920 A.2d 413, 2007 Del. Ch. LEXIS 53, 2007 WL 1229498
CourtCourt of Chancery of Delaware
DecidedApril 26, 2007
DocketC.A. 1594-N
StatusPublished
Cited by8 cases

This text of 920 A.2d 413 (In Re Last Will and Testament of Palecki) is published on Counsel Stack Legal Research, covering Court of Chancery of Delaware primary law. Counsel Stack provides free access to over 12 million legal documents including statutes, case law, regulations, and constitutions.

Bluebook
In Re Last Will and Testament of Palecki, 920 A.2d 413, 2007 Del. Ch. LEXIS 53, 2007 WL 1229498 (Del. Ct.
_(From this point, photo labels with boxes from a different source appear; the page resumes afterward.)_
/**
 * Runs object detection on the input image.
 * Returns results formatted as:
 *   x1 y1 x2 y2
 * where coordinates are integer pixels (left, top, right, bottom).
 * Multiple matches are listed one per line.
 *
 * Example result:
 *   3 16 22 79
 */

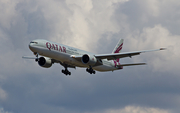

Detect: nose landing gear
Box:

App. 2007).

Opinion

OPINION

STRINE, Vice Chancellor.

I. Introduction

Bernice Palecki crafted by hand an “Item Four” that works in concert with her holographic Last Will and Testament dated September 24, 1985 (the “Will”). If read together with the Will, the handcrafted addendum — which I will call the “Codicil” — makes sense of the rest of the Will, which would otherwise outline an incomplete dispositive scheme. The Will, in its itemized list of bequests and instructions, makes only one complete testamentary gift: leaving the entire estate to Bernice’s sister, Helen Palecki, if Helen survived Bernice. Thereafter, however, the Will contains a handwritten numeral “4” followed by a dash and a series of blank lines. As such, the Will does not address the possibility that Helen might die before Bernice. The Codicil, which bears the title “Item Four,” sets forth a bequest that fills that gap in both the text and dispositive scheme of the Will. In the event that Helen predeceases Bernice, the Codicil names most of Bernice’s siblings (if they survive Bernice) and about half of her nieces and nephews as the contingent beneficiaries of her estate. Unlike the Will itself, the Codicil, although indisputably in the handwriting of Bernice Palecki, was not signed by her and bears no date.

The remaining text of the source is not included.